McKetta Honored At AIChE Spring Meeting

L to R: AIChE President Phil Westmoreland, AIChE Executive Director June Wispelwey, and John McKetta Jr.

AIChE President Phil Westmoreland, AIChE Executive Director June Wispelwey, and John McKetta Jr.

Numerous academic and industry members of the American Institute of Chemical Engineers (AIChE) gathered Monday evening at the Spring Meeting in San Antonio, Texas to honor the lifelong achievements and contributions of Professor John J. McKetta Jr., whose career has touched the lives of thousands of engineers.

McKetta served as AIChE president in 1962, is a lifetime trustee and supporter of the AIChE mission, both philanthropically and professionally.
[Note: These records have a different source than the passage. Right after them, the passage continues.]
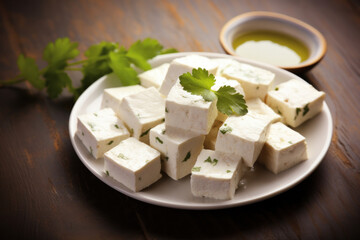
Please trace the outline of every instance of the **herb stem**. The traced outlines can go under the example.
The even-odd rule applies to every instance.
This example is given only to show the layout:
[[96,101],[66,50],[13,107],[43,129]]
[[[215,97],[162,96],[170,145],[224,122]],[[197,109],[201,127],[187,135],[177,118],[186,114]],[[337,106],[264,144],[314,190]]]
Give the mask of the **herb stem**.
[[106,58],[108,58],[107,55],[103,55],[103,56],[99,56],[99,57],[93,57],[93,58],[88,58],[88,59],[84,59],[84,60],[80,60],[80,61],[76,61],[76,62],[72,62],[69,63],[68,66],[76,66],[76,65],[80,65],[80,64],[84,64],[87,63],[89,60],[92,61],[99,61],[99,60],[105,60]]
[[21,82],[25,82],[25,78],[23,78],[22,76],[18,75],[13,79],[9,79],[9,80],[5,80],[5,81],[1,81],[0,82],[0,87],[4,87],[4,86],[10,86],[16,83],[21,83]]

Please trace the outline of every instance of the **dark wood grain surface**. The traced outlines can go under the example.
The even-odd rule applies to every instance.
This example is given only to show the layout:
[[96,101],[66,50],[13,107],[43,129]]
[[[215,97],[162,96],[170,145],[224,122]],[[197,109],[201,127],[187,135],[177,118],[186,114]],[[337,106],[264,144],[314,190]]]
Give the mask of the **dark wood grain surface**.
[[[301,77],[327,93],[334,134],[320,166],[271,199],[215,211],[153,206],[106,186],[81,163],[68,133],[69,94],[50,100],[22,83],[0,88],[1,239],[360,239],[360,9],[356,0],[1,1],[0,79],[58,37],[83,52],[152,37],[179,51],[224,53],[223,24],[248,11],[299,18],[328,42]],[[78,82],[80,76],[72,75]]]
He was introduced by Dr. Peter B. Lederman, a longtime friend and a chemical and environmental engineering consultant in Providence, NJ.

McKetta briefly shared highlights of his life story with great wit, recounting his fascinating journey from the Pennsylvania coal mines in the height of the Great Depression to a highly accomplished career in chemical engineering research and education.
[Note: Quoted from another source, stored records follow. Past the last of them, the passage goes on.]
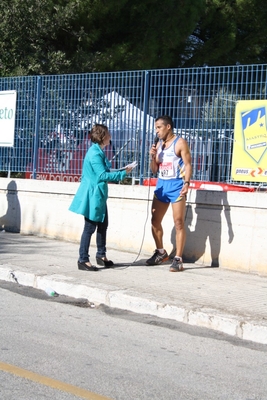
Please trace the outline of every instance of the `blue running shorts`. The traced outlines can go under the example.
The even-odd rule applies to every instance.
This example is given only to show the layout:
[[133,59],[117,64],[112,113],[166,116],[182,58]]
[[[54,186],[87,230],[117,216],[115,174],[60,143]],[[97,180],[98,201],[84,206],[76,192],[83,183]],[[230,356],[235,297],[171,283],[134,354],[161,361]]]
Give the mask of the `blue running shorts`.
[[158,178],[154,197],[162,203],[177,203],[184,198],[180,196],[183,186],[183,179]]

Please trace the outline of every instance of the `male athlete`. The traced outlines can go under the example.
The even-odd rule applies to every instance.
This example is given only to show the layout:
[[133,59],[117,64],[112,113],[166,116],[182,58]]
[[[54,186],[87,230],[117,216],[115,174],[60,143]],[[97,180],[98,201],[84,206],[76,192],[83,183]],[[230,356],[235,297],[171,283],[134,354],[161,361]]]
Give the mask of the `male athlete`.
[[150,149],[153,174],[158,174],[157,186],[152,202],[152,235],[156,250],[147,265],[158,265],[168,260],[163,247],[162,219],[172,205],[173,221],[176,231],[176,255],[170,267],[171,272],[183,271],[183,250],[186,232],[184,226],[186,194],[192,174],[191,154],[186,140],[173,133],[172,118],[158,117],[155,129],[159,142]]

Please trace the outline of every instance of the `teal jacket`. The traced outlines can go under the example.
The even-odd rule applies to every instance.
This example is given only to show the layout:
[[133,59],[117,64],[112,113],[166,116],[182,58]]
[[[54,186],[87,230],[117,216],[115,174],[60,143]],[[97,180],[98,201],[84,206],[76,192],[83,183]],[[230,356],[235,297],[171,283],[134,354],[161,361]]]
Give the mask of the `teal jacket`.
[[69,207],[70,211],[84,215],[95,222],[103,222],[108,199],[108,182],[119,182],[126,171],[110,171],[111,164],[105,153],[94,143],[87,151],[82,168],[80,186]]

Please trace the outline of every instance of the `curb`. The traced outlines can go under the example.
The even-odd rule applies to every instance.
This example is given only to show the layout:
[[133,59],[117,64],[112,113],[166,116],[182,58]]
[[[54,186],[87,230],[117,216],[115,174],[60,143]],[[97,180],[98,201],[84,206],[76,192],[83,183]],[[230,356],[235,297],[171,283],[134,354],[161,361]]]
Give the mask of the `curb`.
[[163,304],[155,300],[127,293],[126,290],[108,290],[77,284],[64,275],[36,275],[6,267],[0,267],[0,280],[16,282],[23,286],[45,290],[53,288],[58,294],[74,298],[85,298],[97,305],[149,314],[162,319],[171,319],[192,326],[212,329],[239,339],[267,344],[267,322],[245,319],[242,316],[222,313],[208,308],[186,309],[174,304]]

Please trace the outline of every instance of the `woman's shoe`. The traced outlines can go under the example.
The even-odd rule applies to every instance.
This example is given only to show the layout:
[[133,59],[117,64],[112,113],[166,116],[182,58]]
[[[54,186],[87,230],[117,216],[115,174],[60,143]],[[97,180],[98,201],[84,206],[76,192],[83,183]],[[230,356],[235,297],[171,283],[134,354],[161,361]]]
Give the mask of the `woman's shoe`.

Motivated by his dislike of the dangerous conditions of mining and inspired by the knowledge that coal could be used to produce chemicals, he sought out a chemical engineering program to attend. He was warmly welcomed at Tri-State University in Anglola, Indiana, which is now Trine University and is home to its own Dr. John J. McKetta Department of Chemical & Bioprocess Engineering. This warm welcome and its life-changing effects were formative in his strong views on education and building meaningful mentoring relationships with students.

After attending Trine University, McKetta went to Michigan to complete a Ph.D. before joining the faculty at The University of Texas at Austin in 1946. Throughout his 65-year career, he became an international authority on thermodynamic properties of hydrocarbons, predicted the first accurate method for determining the temperature profile of a flowing oil or gas well and served as energy advisor to presidents Nixon, Ford, Carter, Reagan, and Bush, Sr. He served as vice chancellor of the UT System and dean of the College of Engineering, and has published more than 400 papers and written or edited 87 books. Despite his high-profile success, McKetta has always put students first.
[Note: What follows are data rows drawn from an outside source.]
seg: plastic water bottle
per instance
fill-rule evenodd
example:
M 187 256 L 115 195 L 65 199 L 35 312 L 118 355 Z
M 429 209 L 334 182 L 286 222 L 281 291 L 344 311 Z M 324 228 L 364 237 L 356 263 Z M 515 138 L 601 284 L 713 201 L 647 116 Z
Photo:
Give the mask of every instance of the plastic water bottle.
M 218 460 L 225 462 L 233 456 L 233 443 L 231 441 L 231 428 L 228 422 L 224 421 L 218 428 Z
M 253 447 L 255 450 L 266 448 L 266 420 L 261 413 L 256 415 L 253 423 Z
“The highlights of my career were all with my students in the classroom,” McKetta said. “I’ve always said to never, ever forget the students.”

In November 2012, UT Austin formally named the John J. McKetta Jr. Department of Chemical Engineering on campus.  As part of the Challenge for McKetta campaign, the naming reflects the admiration and affection of hundreds of alumni, friends and corporate partners who wanted to honor 97-year-old McKetta for devoting his career, and in many ways his life, to students.

There to celebrate his career at the spring meeting were dozens of AIChE colleagues and a handful of former UT Austin chemical engineering students from the San Antonio area.  Also in attendance were the department chairs for both the UT Austin McKetta Department of Chemical Engineering, Tom Truskett, and the Trine University McKetta Department of Chemical and Bioprocess Engineering, John Wagner.  McKetta’s efforts have had a huge impact on chemical engineering and on AIChE and his contributions will continue to serve chemical engineering well into the future.